I was trying this with a simple list and a NonEmpty predicate, but here's a minimal example without it:

total
f : (a, List a) -> ()
f (_, []) = ()
f (x, _::xs) = f (x, xs)

It's possible to prove this terminates with Control.WellFounded, however, add some complexity going back to my original attempt:

import Data.List
import Control.WellFounded

total
f :  Eq a => (xs : List a) -> { auto p : NonEmpty xs } -> Nat
f (x::xs) with (sizeAccessible xs)
  f [_] | _ = 1
  f (x::y::zs) | Access r =
    if x /= y
       then f (x::zs) | r _ reflexive
       else S (f (x::zs)) | r _ reflexive

and it fails with a couple of strange error messages which I highlight below.

Expected Behavior

Idris can see that xs is in fact smaller than _::xs, without much intervention from my side. Also whatever caused the strange error messages in wellfounded approach be addressed.

Observed Behavior

First (simple) attempt:

Error: f is not total, possibly not terminating due to recursive path Main.f

A sprinkle of WellFounded makes Idris happy again.
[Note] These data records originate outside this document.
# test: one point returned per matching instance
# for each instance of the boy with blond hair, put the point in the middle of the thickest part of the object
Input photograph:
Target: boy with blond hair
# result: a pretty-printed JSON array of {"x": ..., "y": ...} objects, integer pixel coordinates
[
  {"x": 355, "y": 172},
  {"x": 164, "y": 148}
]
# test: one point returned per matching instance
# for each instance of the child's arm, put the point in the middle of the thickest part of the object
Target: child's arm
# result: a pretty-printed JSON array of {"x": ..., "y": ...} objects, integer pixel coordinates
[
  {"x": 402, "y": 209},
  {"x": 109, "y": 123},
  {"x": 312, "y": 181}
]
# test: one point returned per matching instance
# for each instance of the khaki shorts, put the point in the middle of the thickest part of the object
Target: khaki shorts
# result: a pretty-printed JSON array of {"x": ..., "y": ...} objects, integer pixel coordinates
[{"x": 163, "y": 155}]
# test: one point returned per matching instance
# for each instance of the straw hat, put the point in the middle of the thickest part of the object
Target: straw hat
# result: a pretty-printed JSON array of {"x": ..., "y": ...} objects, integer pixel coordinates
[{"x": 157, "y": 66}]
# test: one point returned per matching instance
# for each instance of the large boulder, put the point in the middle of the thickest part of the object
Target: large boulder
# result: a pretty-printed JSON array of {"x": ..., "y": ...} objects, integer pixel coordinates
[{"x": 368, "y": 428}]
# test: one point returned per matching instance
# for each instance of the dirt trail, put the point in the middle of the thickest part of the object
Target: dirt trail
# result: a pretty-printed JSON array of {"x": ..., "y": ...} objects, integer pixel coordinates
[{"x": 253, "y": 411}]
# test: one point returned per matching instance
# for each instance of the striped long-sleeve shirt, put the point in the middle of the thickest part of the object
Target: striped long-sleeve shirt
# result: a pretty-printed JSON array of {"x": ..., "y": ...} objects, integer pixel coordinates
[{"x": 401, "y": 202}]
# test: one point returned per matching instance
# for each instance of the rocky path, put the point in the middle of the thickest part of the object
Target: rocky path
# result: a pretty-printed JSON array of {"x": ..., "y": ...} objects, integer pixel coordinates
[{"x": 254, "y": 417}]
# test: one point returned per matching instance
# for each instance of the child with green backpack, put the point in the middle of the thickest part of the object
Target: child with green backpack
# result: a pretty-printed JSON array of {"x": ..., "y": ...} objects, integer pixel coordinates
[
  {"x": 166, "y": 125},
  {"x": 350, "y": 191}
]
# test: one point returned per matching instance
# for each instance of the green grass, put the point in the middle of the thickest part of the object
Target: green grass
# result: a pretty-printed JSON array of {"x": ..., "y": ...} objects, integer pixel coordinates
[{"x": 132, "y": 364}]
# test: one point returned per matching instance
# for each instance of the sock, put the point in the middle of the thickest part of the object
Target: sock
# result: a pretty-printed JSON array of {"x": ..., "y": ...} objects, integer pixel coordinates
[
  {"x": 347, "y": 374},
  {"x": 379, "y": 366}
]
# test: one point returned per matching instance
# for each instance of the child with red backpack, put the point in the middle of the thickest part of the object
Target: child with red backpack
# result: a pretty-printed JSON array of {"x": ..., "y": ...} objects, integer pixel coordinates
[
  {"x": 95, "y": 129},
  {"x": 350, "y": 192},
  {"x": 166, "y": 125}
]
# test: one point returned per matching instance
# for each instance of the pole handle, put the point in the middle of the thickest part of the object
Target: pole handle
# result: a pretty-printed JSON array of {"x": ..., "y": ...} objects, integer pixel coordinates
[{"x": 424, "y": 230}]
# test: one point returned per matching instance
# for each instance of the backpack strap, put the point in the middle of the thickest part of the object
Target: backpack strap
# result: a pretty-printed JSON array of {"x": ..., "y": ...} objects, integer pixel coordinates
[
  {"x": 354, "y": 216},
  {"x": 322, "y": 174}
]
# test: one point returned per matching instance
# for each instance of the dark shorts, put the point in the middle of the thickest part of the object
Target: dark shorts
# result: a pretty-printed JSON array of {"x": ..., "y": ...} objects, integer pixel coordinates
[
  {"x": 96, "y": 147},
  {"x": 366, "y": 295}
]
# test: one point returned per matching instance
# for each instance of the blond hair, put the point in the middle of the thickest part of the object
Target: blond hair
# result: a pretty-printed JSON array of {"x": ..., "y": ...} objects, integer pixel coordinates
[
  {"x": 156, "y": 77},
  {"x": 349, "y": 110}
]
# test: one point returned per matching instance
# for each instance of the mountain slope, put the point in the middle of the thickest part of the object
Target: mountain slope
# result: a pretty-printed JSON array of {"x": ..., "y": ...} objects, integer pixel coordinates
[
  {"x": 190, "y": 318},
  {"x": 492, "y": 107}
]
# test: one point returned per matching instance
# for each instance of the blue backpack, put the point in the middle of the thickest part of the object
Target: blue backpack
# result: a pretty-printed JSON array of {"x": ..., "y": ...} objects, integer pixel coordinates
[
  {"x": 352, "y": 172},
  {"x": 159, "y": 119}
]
Second (more complex) attempt:

• if you leave the else branch S (...), it fails highlighting x::xs and complaining: Error: With clause does not match parent
• however, change it to S $ ... or 1 + ... and a better(?) error message emerges, about both branches missing holes that need to be filled, I abbreviated the error messages, taking note to keep only the ^^^-highlighted section of the code:

  Error: Unsolved holes:
  Main.{_:1988} introduced at: f (x::zs) | r _ reflexive
  Main.{_:2018} introduced at: S $ f (x::zs) | r _ reflexive
  

  ... I feel like that should be a bug report on its own?

Circumvention:

f : Eq a => (xs : List a) -> { auto p : NonEmpty xs } -> Nat
f (x::xs) = go x xs
  where go : a -> List a -> Nat
        go _ [] = 1
        go x (y::zs) = if x /= y then go x zs else S (go x zs)

Extra Notes:

I asked this question on an Idris community channel before filing the bug report. Initial reactions were confused. There were suggestions that the totality checker simply makes no attempt to follow function/constructor applications. That made sense to me for functions but not for constructors (in my mind there's nothing preventing that, they're trivially reducible, and the compiler should at least easily know about List, in fact it has a Sized instance for it by default). However, more interestingly:

total
ok : (l : List a) -> {auto _ : NonEmpty l} -> ()
ok [_] = ()
ok (_::x::xs) = ok (x::xs)

partial
no : (l : List a) -> {auto _ : NonEmpty l} -> ()
no [_] = ()
no (x::_::xs) = no (x::xs)

in both cases we have a constructor, but in one case it's "shared" structure, while in the other it's "new". Comparing list lengths should remove that distinction... and I'm not sure if this is the core issue here or just another observed behavior.

Moreover, the fact that NonEmpty is an auto-implicit changes nothing about the above, at least as far as I can tell. I tried different variants of the declaration.